JESSÉ SOUZA

Município pobre não é autorização para o desleixe e o descaso nas cidades do interior

Imagem divulgada pela PF da operação em licitações na Prefeitura de Alto Alegre desencadeada ontem (Foto: Divulgação)

Não se trata de um cenário específico de um município, mas de uma realidade generalizada por todo o Estado desde longas datas: as prefeituras dos municípios do interior não se preocupam sequer em manter a fachada da cidade bem cuidada, para ao menos causar boa impressão aos visitantes e turistas; ou para minimamente justificar as ações municipais de que estaria cuidando dos munícipes.

Chegar a qualquer cidade do interior é um chá do mesmo: matagal tomando de conta de tudo, calçadas ou meios-fios inexistentes ou mal cuidadas, ruas precisando de manutenção e praças abandonadas.
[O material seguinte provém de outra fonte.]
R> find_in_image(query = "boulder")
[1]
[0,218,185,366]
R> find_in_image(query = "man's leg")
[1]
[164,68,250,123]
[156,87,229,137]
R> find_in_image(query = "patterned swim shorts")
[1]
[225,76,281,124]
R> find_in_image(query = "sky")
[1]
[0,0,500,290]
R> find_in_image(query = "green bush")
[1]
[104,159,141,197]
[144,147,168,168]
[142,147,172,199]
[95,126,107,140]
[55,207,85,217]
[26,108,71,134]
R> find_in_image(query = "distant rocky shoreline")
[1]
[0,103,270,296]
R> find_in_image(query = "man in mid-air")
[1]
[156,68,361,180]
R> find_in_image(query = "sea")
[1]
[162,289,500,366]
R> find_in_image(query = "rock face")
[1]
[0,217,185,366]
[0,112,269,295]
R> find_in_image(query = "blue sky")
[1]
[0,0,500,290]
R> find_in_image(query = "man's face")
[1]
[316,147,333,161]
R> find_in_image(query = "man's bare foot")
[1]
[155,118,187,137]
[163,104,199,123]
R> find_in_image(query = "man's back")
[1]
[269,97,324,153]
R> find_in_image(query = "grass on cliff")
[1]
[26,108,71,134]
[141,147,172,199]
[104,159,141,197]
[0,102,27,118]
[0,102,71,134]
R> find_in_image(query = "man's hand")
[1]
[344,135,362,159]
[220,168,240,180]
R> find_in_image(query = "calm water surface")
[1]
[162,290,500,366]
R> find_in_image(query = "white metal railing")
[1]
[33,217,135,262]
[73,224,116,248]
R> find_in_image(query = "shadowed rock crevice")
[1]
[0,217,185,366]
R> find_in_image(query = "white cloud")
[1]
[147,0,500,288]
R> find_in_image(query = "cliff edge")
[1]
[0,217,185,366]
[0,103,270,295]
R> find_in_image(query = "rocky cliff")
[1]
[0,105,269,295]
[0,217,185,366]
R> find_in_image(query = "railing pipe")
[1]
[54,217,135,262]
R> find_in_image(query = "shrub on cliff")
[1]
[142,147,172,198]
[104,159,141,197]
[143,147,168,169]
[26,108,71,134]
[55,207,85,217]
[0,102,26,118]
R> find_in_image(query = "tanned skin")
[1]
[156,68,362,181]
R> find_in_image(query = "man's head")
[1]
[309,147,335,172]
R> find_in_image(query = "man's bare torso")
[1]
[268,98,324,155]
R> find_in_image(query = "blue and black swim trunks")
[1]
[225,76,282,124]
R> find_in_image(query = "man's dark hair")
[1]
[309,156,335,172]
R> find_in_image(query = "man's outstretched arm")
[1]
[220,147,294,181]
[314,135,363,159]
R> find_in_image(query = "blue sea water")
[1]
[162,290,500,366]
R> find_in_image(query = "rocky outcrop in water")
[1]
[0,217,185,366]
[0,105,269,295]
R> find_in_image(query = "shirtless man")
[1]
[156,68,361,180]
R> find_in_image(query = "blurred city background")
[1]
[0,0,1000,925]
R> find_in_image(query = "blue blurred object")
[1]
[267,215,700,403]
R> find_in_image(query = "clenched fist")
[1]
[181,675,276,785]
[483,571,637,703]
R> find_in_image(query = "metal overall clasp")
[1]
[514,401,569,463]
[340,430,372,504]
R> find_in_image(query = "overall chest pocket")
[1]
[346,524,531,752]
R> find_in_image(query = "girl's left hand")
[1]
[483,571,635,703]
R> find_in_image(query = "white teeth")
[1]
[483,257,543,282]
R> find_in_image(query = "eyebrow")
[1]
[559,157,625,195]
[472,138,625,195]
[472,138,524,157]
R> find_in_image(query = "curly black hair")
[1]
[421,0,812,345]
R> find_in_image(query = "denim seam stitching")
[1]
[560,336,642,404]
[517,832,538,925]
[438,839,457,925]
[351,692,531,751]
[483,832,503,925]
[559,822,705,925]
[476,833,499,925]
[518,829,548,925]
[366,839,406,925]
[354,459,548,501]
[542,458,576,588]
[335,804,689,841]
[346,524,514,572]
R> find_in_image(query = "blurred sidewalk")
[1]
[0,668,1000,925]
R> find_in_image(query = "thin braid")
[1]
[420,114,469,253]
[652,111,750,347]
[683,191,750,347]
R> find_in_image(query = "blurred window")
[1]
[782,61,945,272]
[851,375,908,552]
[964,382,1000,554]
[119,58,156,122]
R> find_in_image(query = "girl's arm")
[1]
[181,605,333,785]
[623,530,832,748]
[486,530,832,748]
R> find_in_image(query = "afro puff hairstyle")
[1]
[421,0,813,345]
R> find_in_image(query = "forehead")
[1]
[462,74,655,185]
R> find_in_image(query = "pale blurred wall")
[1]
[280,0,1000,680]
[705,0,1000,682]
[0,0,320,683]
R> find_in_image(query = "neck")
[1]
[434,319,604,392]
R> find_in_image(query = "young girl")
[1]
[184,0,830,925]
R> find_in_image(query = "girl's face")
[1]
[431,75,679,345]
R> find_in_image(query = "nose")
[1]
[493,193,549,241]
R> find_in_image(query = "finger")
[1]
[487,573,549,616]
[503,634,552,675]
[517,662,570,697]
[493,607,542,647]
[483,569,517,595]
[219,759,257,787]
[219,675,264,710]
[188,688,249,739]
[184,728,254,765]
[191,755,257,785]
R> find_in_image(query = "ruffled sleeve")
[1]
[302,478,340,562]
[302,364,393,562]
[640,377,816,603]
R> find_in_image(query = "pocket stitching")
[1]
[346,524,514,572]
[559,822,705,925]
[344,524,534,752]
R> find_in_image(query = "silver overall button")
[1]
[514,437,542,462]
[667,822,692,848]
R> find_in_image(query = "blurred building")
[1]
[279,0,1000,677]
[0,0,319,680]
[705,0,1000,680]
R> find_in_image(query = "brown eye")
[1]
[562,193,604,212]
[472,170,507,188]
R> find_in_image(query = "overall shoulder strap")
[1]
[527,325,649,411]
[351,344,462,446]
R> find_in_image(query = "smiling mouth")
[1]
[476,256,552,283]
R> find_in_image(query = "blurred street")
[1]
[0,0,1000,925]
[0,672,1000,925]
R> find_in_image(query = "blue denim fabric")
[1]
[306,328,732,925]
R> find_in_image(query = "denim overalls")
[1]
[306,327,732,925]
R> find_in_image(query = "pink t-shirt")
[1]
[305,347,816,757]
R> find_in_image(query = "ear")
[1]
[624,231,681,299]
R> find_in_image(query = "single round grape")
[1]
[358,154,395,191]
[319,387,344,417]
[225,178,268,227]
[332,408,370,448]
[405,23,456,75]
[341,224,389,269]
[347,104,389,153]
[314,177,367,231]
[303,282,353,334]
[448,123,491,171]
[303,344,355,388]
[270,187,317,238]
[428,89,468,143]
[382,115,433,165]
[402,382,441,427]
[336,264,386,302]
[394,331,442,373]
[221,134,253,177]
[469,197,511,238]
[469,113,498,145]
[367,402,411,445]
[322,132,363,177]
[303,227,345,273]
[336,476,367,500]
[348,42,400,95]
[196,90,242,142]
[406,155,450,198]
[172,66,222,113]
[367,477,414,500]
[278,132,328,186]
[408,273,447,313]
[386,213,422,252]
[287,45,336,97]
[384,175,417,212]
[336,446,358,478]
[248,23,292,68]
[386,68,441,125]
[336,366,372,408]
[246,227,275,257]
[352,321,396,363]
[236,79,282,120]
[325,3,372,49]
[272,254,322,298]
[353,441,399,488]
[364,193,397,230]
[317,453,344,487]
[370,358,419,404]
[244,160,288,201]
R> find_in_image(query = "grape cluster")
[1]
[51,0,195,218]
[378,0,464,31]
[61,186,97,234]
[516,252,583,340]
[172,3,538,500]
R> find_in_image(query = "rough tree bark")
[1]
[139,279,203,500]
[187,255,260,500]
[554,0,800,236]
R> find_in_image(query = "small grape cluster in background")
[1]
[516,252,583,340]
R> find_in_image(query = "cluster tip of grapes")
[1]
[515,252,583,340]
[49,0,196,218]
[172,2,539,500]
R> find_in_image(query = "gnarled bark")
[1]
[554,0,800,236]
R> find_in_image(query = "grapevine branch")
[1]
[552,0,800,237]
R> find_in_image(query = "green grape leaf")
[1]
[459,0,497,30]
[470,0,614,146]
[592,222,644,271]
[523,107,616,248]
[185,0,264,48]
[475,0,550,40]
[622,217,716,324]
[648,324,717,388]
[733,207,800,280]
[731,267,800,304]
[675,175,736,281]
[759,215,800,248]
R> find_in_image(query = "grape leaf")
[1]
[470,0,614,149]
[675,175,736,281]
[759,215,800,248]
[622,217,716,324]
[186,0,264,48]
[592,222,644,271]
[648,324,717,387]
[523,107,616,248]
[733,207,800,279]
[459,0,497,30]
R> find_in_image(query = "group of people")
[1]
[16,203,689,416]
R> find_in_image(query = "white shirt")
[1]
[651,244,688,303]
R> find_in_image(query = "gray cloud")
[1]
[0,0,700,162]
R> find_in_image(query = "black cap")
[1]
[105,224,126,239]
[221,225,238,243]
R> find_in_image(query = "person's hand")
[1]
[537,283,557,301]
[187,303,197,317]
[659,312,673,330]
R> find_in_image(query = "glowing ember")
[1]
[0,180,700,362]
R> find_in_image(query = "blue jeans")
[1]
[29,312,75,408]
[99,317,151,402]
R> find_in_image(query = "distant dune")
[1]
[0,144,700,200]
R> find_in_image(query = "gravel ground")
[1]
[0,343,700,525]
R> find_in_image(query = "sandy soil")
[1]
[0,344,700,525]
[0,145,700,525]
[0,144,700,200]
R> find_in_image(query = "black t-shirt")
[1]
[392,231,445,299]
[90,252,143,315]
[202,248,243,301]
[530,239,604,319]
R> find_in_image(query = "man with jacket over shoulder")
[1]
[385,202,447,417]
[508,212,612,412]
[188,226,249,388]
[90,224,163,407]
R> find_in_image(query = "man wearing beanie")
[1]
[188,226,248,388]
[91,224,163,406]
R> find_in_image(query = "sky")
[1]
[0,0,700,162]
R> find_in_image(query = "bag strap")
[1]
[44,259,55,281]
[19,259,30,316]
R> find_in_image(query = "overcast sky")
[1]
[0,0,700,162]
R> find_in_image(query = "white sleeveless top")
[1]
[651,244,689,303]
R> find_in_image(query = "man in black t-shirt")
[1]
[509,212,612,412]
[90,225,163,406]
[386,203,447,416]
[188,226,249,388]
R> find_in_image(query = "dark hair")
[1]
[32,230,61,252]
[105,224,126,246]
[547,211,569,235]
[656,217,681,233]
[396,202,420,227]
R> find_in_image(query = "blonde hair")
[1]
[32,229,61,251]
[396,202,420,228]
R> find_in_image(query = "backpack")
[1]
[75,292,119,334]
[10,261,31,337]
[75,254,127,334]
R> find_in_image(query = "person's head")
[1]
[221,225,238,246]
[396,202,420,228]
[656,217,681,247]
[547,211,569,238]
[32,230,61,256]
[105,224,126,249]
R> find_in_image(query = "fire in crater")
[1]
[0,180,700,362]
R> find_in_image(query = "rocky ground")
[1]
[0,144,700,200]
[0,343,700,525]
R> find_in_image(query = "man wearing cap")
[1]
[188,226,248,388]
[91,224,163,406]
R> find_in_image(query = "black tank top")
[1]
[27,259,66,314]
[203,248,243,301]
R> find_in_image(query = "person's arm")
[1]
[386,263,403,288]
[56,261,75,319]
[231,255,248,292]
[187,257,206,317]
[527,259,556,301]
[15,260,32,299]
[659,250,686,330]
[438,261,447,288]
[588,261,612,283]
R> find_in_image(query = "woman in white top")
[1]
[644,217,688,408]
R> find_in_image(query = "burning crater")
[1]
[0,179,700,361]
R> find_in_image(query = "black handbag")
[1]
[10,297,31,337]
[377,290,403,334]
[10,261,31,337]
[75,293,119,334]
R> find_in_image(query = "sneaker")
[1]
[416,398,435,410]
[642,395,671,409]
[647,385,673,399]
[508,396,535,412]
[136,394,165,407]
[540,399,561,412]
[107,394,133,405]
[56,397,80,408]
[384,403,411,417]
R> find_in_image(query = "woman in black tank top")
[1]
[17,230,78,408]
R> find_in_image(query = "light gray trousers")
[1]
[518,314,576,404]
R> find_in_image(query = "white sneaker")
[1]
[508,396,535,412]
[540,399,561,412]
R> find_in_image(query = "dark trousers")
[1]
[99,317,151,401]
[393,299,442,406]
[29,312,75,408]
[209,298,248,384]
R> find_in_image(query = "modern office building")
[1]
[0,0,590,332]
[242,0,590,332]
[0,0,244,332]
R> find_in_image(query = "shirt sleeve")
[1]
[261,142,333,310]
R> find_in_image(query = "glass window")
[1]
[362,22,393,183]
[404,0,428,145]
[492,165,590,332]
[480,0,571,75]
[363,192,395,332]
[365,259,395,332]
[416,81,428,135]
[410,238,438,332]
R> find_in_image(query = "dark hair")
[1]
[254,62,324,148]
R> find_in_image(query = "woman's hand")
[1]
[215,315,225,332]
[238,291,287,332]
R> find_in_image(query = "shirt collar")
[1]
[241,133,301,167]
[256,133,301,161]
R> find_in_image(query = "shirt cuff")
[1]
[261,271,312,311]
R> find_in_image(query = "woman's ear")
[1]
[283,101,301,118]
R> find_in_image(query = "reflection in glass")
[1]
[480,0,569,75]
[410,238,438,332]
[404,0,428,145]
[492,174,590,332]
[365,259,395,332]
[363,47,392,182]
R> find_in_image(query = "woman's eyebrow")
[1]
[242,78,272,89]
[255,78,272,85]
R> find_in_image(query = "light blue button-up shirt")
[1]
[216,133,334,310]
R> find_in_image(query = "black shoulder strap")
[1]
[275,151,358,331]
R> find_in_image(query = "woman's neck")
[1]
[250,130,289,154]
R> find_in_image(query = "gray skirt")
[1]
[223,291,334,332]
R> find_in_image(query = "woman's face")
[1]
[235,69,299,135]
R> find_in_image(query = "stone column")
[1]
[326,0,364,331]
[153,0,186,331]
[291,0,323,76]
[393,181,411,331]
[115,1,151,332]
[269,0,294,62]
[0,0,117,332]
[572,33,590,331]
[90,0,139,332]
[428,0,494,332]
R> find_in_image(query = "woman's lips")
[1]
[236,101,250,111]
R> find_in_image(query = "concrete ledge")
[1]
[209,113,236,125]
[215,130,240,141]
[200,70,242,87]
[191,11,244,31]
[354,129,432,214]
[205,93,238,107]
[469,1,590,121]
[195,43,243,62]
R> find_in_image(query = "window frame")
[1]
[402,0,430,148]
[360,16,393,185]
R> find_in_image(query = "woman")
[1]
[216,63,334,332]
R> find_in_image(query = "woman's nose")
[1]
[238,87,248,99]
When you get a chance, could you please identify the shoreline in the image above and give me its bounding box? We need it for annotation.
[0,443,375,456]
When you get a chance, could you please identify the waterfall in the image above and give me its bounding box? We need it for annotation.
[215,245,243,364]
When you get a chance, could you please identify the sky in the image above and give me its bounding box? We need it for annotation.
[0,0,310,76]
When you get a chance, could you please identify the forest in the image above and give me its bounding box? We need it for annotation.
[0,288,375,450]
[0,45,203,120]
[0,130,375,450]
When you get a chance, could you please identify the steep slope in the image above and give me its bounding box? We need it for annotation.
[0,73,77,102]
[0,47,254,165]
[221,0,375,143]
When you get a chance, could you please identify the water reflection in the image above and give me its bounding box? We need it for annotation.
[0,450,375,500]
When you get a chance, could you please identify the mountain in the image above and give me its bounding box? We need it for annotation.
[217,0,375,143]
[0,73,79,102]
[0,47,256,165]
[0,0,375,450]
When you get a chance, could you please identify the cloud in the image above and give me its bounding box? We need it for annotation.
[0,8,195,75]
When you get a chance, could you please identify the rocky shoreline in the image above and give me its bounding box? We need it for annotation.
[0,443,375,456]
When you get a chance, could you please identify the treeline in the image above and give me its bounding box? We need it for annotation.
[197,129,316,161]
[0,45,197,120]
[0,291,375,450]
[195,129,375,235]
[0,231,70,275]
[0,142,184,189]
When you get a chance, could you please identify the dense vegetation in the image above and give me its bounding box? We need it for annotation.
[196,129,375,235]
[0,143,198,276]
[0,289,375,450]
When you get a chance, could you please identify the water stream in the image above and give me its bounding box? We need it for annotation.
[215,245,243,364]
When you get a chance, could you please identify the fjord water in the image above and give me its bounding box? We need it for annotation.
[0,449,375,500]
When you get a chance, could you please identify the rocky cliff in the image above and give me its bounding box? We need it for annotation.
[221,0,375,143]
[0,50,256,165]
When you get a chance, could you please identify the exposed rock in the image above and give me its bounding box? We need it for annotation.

Quanto mais se distancia da área central, mais o desleixo fica explícito, piorando quando se chega nas vicinais onde o desespero toma conta dos pequenos produtores principalmente no inverno.

Ser um município pobre não é autorização para manter o histórico desleixe que se apresenta principalmente na entrada das cidades. A impressão que se tem é que, deixar transparecer um cenário de pobreza, seria proposital para fazer as pessoas crerem que não há recurso para realizar as ações mais básicas. Esse argumento sempre está no discurso dos prefeitos, que é aceito pelos munícipes.

Mas a realidade mostra que não é bem assim. A operação da Polícia Federal desencadeada ontem, inclusive tendo o prefeito cassado do Município de Alto Alegre como alvo, convida todos a uma reflexão sobre a aplicação de recursos públicos nas cidades do interior, as quais são tratadas como “coitadinhas”, mas que, na realidade, são responsáveis por gerir uma boa quantia de recursos públicos, inclusive de convênios federais e oriundas de emendas parlamentares.

Se as fachadas das cidades sugerem que os municípios são pobres, por isso feias no visual logo na entrada, a realidade não corresponde aos fatos. Nem precisa fazer muitos exercícios mentais para comprovar a grande circulação de recursos públicos. Esta Coluna tem insistido em enfatizar que, em junho do ano passado, o Governo do Estado destinou R$70 milhões em recursos extras para 12 dos 15 municípios do interior.

A montanha de recursos foi agilizada a partir da autorização da Assembleia Legislativa de Roraima, cuja transferência emergencial foi amparada por decretos de calamidade pública oficializados pelos prefeitos por causa do inverno. Quem mora no interior, ou costuma transitar pelos municípios, sabe que nada ou quase nada mudou, apesar do dinheiro liberado faltando 100 dias para as eleições.

Logo em seguida, mais um anúncio beneficiando não apenas os mesmos municípios, mas também os demais restantes, quando o governo divulgou cerca de R$105 milhões em contratos para obras e serviços supostamente para limpeza urbana, abertura e conservação de ruas em vilas, remoção de entulhos, demolições de prédios, limpeza de escolas e prédios públicos.

E o que mudou de lá cá? A resposta pode ser vista por quem quiser ao chegar nos municípios do interior, onde sequer há um serviço de roçagem ou capina para melhorar o visual de quem chega. Isso fora os desmandos em outros setores, especialmente na saúde e educação, sem contar com a situação de estradas e vicinais, problema este que é de conhecimento público desde muito tempo.

O caso de Alto Alegre ilustra bem, pois as investigações apontam um desvio de R$60 milhões (quase o mesmo valor do que as 12 prefeituras receberam do governo para enfrentar o inverno) supostamente por prática de fraudes a licitações, pagamentos de propinas e lavagem de dinheiro. Mas esse é apenas um dos casos, pois existem investigações em outros municípios sobre desvios de recursos, inclusive da Educação Infantil.

O espaço seria pequeno para detalhar todas as denúncias e investigações dos últimos dez anos no interior de Roraima, comprovando que não é por falta de dinheiro que reina a penúria nos municípios do interior, e sim pelas antigas e velhacas práticas que persistem até hoje, conforme apontam as operações policiais e as denúncias feitas pelo Ministério Público.

Ainda há muito a ser explicado a respeito da dinheirama que se perdeu em algum desses boqueirões que existem nos municípios do interior. Essas transferências às vésperas das eleições passadas são fichinhas diante do que realmente se sabe nos bastidores. Há muito ainda para ser desratizado, mas isso não depende apenas dos órgãos fiscalizadores, da polícia e da Justiça. Tem muito a ver sobre como os eleitores decidem seus votos.